On March 29, the mayor announced that $100 million of HUD-CDBG funds will be reallocated to ensure that all homes destroyed or severely damaged by Hurricane Sandy will be rebuilt, no matter what a homeowner’s income or current program prioritization may be.
Under Build it Back, applicants are currently on priority lists based largely on their income, meaning someone with a high income may still be a low Priority 3 even if their home is unlivable. In his announcement, de Blasio said there will be less emphasis on income and more emphasis on getting people back in their homes.
“Nothing is more central than getting people back into their homes and that’s why we’ve moved $100 million to that effort right now, to get people back where they belong,” de Blasio said at the conference.
Both de Blasio and Schumer said the Bloomberg administration was to blame for the flawed early Sandy recovery attempt and they’re hoping to improve upon the aspects that didn’t work. “I’m thoroughly dissatisfied with what happened in the last months before we came into office, but I want to note a lot of good people worked very hard. We know some of the plans we inherited didn’t work. We also know that some of the plans were good,” de Blasio said. “We’re ready to right the ship and move forward.”
Schumer said, “I really liked Mayor Bloomberg but I argued with him on Sandy recovery. I thought there were problems. Homeowners didn’t get a high enough priority. When we wrote the Sandy bill, the number one priority was getting homeowners money so they could fix their properties and he didn’t give it as high as a priority,” Schumer said. “When it came to homeowners, he made two mistakes. First, the process was so overly bureaucratic that no one in New York City had gotten a single nickel. Second, they had levels of people. They said they’re just going to help the poorest people, priority 1. We want to help poor people. We also want to help a school teacher whose house is wiped out or a cop or a firefighter who isn’t rich. To say they had to wait and go back to the back of the line didn’t make any sense.”
To speed up the process of sending out money to those who need it, the Housing Recovery Office (HRO) staff is being boosted by 35 percent as skilled workers from other city agencies will be transferred into HRO. This will bring the staff total to 105 people assigned to right the ship. And de Blasio says the red tape that has been making the recovery process more difficult for homeowners will finally be cut. The permits and procedures that have been slowing repairs and rebuilds will be eliminated and the recovery office will work with the Department of Buildings on this.
For example, all outstanding DOB permits that have kept homeowners from repairs or rebuilding will be cleared. Before the end of the conference, Schumer reiterated the City’s goals. “First, we’re going to make homeownership a priority again.

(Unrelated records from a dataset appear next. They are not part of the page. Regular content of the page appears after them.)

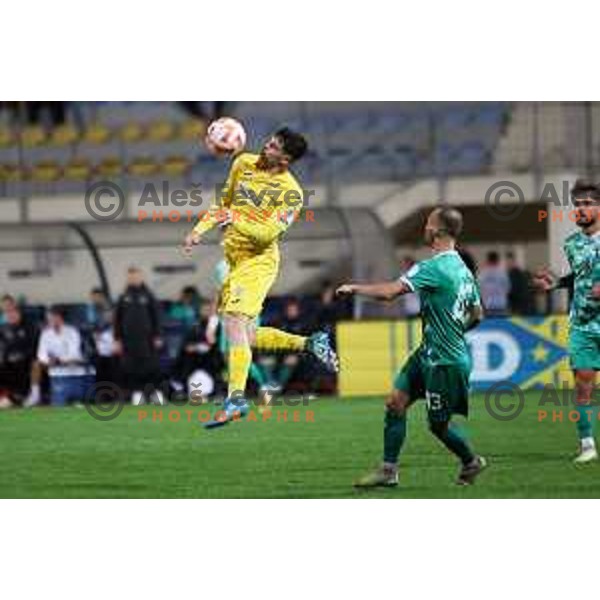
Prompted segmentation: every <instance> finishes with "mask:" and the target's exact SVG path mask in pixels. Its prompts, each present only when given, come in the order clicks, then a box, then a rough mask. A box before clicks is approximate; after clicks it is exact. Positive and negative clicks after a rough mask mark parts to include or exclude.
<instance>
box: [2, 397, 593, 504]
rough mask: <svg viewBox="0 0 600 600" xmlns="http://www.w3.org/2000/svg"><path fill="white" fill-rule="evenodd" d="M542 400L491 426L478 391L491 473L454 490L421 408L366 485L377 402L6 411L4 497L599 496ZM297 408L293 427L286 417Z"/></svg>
mask: <svg viewBox="0 0 600 600" xmlns="http://www.w3.org/2000/svg"><path fill="white" fill-rule="evenodd" d="M538 399H539V394H536V393H529V394H528V395H527V398H526V408H525V410H524V411H523V413H522V414H521V415H520V416H519V417H518V418H517V419H516V420H514V421H510V422H499V421H496V420H494V419H492V418H491V417H490V416H489V415H488V414H487V412H486V411H485V408H484V403H483V397H482V396H478V395H476V396H474V397H473V398H472V401H471V408H472V415H471V419H470V420H469V422H468V425H467V428H468V431H469V434H470V436H471V439H472V440H473V442H474V444H475V446H476V448H477V450H478V451H479V452H480V453H482V454H484V455H485V456H486V457H487V458H488V459H489V462H490V468H489V470H488V471H486V472H485V473H484V474H483V475H482V476H481V478H480V479H479V481H478V482H477V484H476V485H475V486H473V487H471V488H459V487H457V486H456V485H454V479H455V476H456V473H457V465H456V463H455V461H454V459H453V458H452V457H451V456H450V455H449V454H448V452H447V451H446V450H445V449H444V448H442V447H441V446H439V444H438V443H437V442H436V440H435V439H434V438H433V437H432V436H431V435H430V434H429V432H428V431H427V427H426V424H425V420H424V418H425V413H424V407H423V405H422V403H419V405H417V406H415V407H414V408H413V410H412V412H411V415H410V420H409V426H408V438H407V443H406V446H405V449H404V453H403V456H402V462H401V465H402V466H401V485H400V486H399V487H398V488H397V489H395V490H381V491H374V492H360V491H355V490H354V489H353V488H352V487H351V484H352V481H353V479H354V478H355V477H356V476H358V475H360V474H362V473H363V472H364V471H365V470H367V469H369V468H371V467H373V466H375V465H376V464H377V463H378V460H379V457H380V453H381V437H382V418H383V411H382V400H381V399H373V398H369V399H366V398H365V399H353V400H340V399H320V400H318V401H315V402H313V403H312V404H311V405H310V406H309V407H304V408H299V409H291V408H288V409H287V410H288V421H287V422H283V421H280V422H277V421H276V419H275V418H272V419H271V420H270V421H268V422H262V421H261V420H259V421H258V422H241V423H234V424H231V425H229V426H227V427H225V428H223V429H220V430H216V431H211V432H208V431H205V430H203V429H202V428H201V426H200V425H199V424H198V421H197V420H196V416H197V414H196V413H197V412H198V411H199V410H201V409H198V408H196V409H193V410H194V413H193V414H192V415H191V417H188V415H187V414H186V413H185V412H184V411H185V410H186V409H183V408H179V409H174V408H164V409H162V412H163V422H162V423H161V422H158V421H155V422H153V421H152V419H151V413H152V410H153V407H146V408H145V409H143V410H147V411H148V413H149V416H148V418H146V419H144V420H142V421H140V415H139V410H141V409H134V408H126V409H125V410H124V411H123V413H122V414H121V415H120V416H119V417H118V418H117V419H116V420H114V421H111V422H99V421H95V420H94V419H92V418H91V417H90V416H89V415H88V413H87V412H86V411H85V410H83V409H77V408H66V409H37V410H31V411H5V412H3V413H2V414H0V469H1V471H0V497H3V498H544V497H552V498H555V497H560V498H579V497H586V498H590V497H592V498H598V497H600V465H596V464H593V465H589V466H587V467H575V466H574V465H572V464H571V458H572V456H573V453H574V451H575V449H576V435H575V425H574V424H573V423H571V422H569V421H568V408H565V409H563V410H564V411H565V415H564V420H563V423H559V422H555V423H553V422H551V421H550V419H547V420H545V421H543V422H539V421H538V412H537V411H538V409H539V407H538ZM552 408H553V407H550V411H551V409H552ZM554 408H555V409H556V407H554ZM154 410H158V409H154ZM171 410H178V411H179V413H180V415H181V420H180V421H179V422H178V423H172V422H169V421H168V415H169V412H170V411H171ZM274 410H283V409H274ZM293 410H299V411H300V413H299V417H300V422H296V423H295V422H293V421H292V417H293ZM557 410H558V409H557ZM306 411H313V412H314V422H306V414H305V413H306ZM550 411H549V412H550ZM309 416H310V415H309ZM173 418H175V416H173ZM188 418H191V420H192V422H191V423H190V422H188Z"/></svg>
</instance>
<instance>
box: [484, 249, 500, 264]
mask: <svg viewBox="0 0 600 600" xmlns="http://www.w3.org/2000/svg"><path fill="white" fill-rule="evenodd" d="M487 261H488V262H489V263H490V264H492V265H497V264H498V263H499V262H500V254H498V252H496V251H495V250H492V251H491V252H488V253H487Z"/></svg>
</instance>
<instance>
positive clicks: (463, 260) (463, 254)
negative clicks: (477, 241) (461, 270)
mask: <svg viewBox="0 0 600 600" xmlns="http://www.w3.org/2000/svg"><path fill="white" fill-rule="evenodd" d="M456 251H457V252H458V254H459V255H460V257H461V258H462V260H463V262H464V263H465V265H467V269H469V271H471V273H473V277H475V278H476V279H477V275H478V273H479V265H478V264H477V261H476V260H475V257H474V256H473V255H472V254H471V252H470V251H469V250H468V249H467V248H465V247H464V246H462V245H460V244H459V245H458V246H457V247H456Z"/></svg>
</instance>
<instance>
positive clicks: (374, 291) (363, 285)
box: [336, 281, 411, 301]
mask: <svg viewBox="0 0 600 600" xmlns="http://www.w3.org/2000/svg"><path fill="white" fill-rule="evenodd" d="M410 292H411V290H410V288H409V287H408V285H406V283H404V282H403V281H385V282H382V283H364V284H363V283H347V284H345V285H342V286H340V287H339V288H338V289H337V290H336V294H337V295H338V296H352V295H359V296H366V297H368V298H375V299H377V300H388V301H389V300H394V299H395V298H397V297H398V296H402V295H403V294H408V293H410Z"/></svg>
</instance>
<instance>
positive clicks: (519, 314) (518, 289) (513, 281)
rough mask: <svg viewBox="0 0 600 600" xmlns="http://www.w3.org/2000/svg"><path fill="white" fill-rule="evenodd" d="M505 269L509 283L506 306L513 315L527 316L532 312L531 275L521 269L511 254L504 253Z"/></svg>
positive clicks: (509, 252) (532, 309) (531, 282)
mask: <svg viewBox="0 0 600 600" xmlns="http://www.w3.org/2000/svg"><path fill="white" fill-rule="evenodd" d="M506 269H507V272H508V279H509V281H510V292H509V293H508V304H509V308H510V312H511V314H513V315H529V314H532V312H533V299H532V282H531V275H530V274H529V273H528V272H527V271H526V270H525V269H522V268H521V266H520V265H519V263H518V262H517V259H516V257H515V255H514V253H513V252H507V253H506Z"/></svg>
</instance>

Second, the $100 million will allow Priority 2 and 3 homeowners to be funded at the same time as Priority 1. And third, we’re going to clear out the bureaucratic weeds so people can get money faster.
“The news today is important and significant but it is only a beginning. This is going to be a central area of focus for me and my administration,” de Blasio said at the conference. “Our work will not be over until everyone is situated again. That is our goal.”
To do all of this, de Blasio has also appointed a whole new leadership team for the Sandy recovery process. Bill Goldstein, formerly the Executive Vice President at MTA Capital Construction, will serve as Senior Advisor to the Mayor for Recovery, Resiliency, and Infrastructure. In this role, he will oversee all Sandy recovery efforts including planning and executing New York City’s infrastructure efforts and overseeing the new Office of Recovery and Resiliency (ORR). The ORR will coordinate the city’s rebuilding and resiliency efforts using federal funds.
Daniel Zarrilli, an architect of the city’s Special Initiative for Rebuilding and Resiliency (SIRR) plan, was appointed as the head of the Office of Recovery and Resiliency. He will report to Goldstein.
De Blasio named Amy Peterson as the director of the Housing Recovery Office. Peterson, an experienced not-for-profit and public sector executive, has experience with disaster recovery as she was an engineer who worked on the city’s recovery following 9/11.
“We know that the road won’t always be straight and easy,” the mayor said, “There will be bumps along the way, but that will not stop us from getting the job done.”